“It vas to make ze Sbaniards and ze ozer beebles not vor to dig oop ze dreasure, or vor to go vere it vas burit. Zey vas zink dat ze sbirit of ze black man vas harmt dem and vork mizcheef, ze zame as vas done to hims, bekos he vas murter’t vor ze dreazure. ‘Bloot vor bloot’ vas ze law of ze boocaneer, and dey vas zink dat ze black mans vas hab ze bloot of ze ozer mans dat coom vere his sbirit vas!”
“Oh, thet’s the yarn ye hev got holt on!” exclaimed Captain Snaggs, with a grin on his face, winking round to us. “Guess ye ain’t sich a durned fule ez ter swaller all thet bunkum, hey?”
“I doos belief it, vor it vas droo,” answered Jan Steenbock very impressively. “Oh, yase, I vas zee it meinselfs. It vas droo as droo!”

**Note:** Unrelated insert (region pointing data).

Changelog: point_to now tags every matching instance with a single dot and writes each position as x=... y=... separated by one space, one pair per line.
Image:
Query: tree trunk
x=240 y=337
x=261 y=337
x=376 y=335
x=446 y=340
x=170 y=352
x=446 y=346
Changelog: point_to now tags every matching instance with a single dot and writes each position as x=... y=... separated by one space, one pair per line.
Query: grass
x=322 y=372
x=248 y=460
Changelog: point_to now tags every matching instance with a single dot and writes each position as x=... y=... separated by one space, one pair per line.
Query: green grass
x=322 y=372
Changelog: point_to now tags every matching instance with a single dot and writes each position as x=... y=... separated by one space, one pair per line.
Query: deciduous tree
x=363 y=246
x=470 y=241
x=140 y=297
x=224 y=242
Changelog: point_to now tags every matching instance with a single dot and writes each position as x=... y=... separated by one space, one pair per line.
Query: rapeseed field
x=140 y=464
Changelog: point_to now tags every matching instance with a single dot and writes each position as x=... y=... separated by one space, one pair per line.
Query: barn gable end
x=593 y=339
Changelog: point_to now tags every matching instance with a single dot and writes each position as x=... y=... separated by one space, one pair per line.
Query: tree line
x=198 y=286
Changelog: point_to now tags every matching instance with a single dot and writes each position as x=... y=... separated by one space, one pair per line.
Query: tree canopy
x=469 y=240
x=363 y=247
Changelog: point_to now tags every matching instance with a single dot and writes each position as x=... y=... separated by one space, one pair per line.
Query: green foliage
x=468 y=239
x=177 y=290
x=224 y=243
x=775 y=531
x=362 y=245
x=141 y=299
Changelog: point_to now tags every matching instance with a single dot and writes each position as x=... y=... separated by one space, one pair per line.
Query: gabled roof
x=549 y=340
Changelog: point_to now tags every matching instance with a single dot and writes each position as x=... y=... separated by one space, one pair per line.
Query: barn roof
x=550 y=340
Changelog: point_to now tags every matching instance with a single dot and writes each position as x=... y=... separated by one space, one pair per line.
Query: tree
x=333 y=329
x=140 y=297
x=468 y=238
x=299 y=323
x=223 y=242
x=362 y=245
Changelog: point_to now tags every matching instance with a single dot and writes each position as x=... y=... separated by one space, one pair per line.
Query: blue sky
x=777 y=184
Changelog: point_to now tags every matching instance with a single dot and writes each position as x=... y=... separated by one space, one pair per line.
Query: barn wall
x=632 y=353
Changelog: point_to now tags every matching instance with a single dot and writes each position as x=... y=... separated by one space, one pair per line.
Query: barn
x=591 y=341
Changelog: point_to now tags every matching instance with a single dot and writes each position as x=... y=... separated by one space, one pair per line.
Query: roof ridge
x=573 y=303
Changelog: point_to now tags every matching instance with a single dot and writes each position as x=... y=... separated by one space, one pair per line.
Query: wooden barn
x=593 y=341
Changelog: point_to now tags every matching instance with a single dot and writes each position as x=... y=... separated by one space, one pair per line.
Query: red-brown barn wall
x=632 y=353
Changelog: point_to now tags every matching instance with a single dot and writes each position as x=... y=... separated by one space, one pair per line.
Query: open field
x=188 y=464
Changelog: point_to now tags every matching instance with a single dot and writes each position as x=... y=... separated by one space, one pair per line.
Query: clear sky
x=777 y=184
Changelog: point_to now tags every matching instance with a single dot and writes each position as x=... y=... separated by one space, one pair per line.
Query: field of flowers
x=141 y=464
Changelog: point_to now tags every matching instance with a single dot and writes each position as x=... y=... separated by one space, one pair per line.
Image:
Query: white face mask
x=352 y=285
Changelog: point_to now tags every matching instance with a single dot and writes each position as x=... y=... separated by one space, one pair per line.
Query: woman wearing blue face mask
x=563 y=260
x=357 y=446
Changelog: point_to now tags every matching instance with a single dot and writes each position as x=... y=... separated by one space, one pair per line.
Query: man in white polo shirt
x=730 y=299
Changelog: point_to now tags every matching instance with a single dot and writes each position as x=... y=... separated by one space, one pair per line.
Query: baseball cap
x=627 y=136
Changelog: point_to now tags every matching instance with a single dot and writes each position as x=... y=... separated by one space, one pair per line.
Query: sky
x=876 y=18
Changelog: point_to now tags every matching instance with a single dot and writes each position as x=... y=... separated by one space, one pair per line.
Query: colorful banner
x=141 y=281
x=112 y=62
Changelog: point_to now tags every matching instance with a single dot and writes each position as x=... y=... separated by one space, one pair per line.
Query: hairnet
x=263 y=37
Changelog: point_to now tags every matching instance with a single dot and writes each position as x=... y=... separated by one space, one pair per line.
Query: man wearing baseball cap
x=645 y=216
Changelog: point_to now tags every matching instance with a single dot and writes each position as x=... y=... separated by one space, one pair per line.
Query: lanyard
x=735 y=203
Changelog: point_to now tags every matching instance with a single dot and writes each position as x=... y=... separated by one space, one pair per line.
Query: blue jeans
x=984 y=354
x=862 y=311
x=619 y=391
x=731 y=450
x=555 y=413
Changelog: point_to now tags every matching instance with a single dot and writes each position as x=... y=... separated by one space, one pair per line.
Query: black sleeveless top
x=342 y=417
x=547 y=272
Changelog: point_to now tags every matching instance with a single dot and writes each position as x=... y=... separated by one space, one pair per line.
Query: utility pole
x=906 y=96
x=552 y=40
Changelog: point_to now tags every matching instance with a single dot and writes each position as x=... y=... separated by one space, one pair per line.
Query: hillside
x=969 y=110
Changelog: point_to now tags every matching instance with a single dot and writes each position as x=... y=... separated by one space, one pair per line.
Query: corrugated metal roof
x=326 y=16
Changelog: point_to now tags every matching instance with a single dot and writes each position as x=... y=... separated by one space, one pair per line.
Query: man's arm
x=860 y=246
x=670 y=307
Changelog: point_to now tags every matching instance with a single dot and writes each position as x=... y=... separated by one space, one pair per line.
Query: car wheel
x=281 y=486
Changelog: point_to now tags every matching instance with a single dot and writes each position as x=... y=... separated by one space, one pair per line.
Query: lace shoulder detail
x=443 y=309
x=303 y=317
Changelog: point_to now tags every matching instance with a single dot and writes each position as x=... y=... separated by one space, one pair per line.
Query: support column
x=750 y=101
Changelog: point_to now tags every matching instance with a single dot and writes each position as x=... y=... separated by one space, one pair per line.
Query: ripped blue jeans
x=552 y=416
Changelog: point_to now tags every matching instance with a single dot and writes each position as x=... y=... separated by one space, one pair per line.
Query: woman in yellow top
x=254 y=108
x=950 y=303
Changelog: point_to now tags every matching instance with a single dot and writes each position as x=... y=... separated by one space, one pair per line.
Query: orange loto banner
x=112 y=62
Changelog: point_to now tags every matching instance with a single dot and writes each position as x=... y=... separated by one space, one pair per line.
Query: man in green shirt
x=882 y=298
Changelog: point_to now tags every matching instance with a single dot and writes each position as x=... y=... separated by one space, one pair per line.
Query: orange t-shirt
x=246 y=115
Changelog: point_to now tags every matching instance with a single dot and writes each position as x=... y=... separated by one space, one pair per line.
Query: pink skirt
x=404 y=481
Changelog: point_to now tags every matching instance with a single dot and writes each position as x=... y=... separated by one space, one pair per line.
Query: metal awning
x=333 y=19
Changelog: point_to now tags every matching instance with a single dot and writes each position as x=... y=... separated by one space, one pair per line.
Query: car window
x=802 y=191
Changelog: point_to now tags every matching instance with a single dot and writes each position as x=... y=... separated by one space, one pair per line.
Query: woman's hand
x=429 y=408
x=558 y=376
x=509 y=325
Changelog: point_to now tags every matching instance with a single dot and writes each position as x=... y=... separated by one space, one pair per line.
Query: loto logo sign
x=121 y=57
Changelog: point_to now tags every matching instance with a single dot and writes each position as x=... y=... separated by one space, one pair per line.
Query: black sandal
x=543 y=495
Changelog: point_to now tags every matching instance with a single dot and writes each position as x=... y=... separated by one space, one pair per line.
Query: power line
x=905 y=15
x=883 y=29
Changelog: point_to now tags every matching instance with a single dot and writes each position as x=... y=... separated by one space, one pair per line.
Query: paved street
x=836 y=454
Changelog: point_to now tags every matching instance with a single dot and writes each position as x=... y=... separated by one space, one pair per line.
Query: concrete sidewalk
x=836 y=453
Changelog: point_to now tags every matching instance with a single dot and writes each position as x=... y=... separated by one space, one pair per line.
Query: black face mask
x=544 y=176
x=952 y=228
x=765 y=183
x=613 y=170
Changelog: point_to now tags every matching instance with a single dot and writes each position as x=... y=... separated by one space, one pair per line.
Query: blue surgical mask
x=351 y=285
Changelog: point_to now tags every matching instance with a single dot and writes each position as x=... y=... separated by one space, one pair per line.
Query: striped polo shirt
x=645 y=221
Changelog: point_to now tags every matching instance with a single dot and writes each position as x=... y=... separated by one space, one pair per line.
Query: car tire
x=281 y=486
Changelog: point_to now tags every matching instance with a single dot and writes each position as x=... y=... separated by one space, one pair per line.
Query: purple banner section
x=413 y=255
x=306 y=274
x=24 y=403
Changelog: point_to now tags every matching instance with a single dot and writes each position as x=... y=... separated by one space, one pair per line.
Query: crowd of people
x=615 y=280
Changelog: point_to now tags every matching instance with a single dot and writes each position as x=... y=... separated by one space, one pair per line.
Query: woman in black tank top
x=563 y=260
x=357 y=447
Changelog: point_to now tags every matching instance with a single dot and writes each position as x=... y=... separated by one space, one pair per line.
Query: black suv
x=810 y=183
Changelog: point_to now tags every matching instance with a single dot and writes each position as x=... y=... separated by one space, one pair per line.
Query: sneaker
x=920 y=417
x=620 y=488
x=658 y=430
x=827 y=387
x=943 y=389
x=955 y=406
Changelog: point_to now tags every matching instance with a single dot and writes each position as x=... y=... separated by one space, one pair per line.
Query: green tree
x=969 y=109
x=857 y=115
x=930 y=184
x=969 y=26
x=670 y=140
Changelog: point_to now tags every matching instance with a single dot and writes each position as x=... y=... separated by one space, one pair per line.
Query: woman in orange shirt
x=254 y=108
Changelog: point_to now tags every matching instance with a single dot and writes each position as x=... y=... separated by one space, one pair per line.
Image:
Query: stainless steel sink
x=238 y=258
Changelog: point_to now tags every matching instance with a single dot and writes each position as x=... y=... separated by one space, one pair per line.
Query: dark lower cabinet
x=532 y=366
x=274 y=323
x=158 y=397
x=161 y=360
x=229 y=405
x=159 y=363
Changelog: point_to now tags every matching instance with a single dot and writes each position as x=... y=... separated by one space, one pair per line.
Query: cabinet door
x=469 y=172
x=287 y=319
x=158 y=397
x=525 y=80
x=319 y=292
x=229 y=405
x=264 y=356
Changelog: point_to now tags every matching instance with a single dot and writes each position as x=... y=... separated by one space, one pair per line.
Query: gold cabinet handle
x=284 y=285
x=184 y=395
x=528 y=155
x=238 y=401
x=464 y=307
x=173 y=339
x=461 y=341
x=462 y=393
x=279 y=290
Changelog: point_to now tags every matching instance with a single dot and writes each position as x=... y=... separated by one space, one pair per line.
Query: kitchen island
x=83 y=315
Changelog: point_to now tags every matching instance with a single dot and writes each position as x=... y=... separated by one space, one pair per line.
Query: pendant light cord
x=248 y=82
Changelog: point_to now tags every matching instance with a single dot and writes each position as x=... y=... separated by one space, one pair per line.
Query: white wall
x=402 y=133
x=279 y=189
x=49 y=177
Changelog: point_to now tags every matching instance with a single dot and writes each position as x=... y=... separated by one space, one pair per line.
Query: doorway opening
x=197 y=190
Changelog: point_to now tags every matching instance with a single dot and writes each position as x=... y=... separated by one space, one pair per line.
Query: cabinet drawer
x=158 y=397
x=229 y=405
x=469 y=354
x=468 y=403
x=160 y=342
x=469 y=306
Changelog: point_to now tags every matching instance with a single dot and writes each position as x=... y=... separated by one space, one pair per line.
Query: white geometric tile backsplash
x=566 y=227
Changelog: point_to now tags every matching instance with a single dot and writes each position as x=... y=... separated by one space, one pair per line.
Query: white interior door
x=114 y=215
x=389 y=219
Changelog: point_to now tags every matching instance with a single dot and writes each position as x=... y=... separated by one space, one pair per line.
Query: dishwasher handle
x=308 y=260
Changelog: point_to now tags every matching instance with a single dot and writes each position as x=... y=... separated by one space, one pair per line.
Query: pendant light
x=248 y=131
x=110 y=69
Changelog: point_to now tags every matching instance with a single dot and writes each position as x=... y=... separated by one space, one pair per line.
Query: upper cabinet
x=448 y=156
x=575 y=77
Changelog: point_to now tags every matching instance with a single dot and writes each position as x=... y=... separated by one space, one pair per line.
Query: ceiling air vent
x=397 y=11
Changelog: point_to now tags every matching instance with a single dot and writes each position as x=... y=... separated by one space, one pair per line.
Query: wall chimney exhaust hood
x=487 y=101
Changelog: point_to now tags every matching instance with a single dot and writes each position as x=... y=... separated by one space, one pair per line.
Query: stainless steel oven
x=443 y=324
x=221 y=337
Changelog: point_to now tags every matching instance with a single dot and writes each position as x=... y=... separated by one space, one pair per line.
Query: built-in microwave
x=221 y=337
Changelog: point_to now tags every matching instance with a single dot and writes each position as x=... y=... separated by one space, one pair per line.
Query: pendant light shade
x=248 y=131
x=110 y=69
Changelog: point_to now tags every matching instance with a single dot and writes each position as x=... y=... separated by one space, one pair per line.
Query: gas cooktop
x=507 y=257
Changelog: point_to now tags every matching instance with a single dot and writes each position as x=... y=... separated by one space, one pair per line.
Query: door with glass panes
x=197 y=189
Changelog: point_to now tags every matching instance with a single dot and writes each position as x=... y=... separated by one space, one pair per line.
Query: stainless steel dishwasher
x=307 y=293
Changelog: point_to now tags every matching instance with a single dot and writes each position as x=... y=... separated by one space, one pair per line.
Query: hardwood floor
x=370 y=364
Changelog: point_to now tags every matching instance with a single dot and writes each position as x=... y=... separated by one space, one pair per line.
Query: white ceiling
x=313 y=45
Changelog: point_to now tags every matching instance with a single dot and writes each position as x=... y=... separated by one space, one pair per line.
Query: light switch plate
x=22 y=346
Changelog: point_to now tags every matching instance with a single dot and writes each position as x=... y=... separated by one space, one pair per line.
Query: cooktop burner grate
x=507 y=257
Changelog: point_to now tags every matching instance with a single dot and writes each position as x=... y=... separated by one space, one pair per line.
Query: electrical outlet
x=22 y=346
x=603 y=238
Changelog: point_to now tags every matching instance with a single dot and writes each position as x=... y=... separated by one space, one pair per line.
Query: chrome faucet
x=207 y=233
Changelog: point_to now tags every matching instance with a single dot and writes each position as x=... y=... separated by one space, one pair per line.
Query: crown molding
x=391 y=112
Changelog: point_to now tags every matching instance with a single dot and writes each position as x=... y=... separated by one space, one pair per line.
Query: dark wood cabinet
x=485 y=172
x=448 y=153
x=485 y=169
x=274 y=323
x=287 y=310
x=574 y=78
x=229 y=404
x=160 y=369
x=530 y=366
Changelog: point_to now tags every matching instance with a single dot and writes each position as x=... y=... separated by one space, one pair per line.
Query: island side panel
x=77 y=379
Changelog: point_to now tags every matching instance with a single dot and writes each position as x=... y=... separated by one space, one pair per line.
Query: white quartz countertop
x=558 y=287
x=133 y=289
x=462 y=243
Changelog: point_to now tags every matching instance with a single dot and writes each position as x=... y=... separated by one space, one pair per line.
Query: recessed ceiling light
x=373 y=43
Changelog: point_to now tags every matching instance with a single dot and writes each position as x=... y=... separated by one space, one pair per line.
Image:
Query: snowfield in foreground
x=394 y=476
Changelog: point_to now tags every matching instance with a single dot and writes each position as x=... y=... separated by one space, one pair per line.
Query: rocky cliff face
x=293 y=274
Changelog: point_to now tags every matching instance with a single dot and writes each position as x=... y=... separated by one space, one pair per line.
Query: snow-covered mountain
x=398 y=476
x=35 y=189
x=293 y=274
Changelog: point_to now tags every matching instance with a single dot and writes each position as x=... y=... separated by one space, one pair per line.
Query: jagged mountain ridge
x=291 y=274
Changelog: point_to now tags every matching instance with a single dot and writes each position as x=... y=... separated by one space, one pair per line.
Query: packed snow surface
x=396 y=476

“Wa-al,” drawled out the skipper, with a snigger, which raised a sympathetic laugh from some of the men standing by, “thet beats ev’rythin’ I ever know’d, it dew! Jest ter think of a straight up-an’-down coon like ye, mister, with raal grit in ye, a-believin’ in sich a yarn ez thet!”
“I beliefs it, vor it vas droo,” repeated the Dane, in no way discomposed by the other’s ridicule. “I vas hab ze cause to beliefs!”
“What! Thet a durned nigger buried two hunder’ year ago, or thaarabouts, hez the power to kinder hurt airy a livin’ soul now?”
“I beliefs it,” returned Jan, doggedly; adding, much to the skipper’s discomfiture and banishing his merriment in a moment. “Dere vas sdrange zings habben zometimes. I vas hear ze mans zay dat ze ghost of ze cook dat you shoots vas hoont dees very sheeps!”
Captain Snaggs made no reply to this crushing rejoinder: but a sort of murmur of assent came from the others, while I caught Hiram’s voice saying, “Thet’s so; right enuff!”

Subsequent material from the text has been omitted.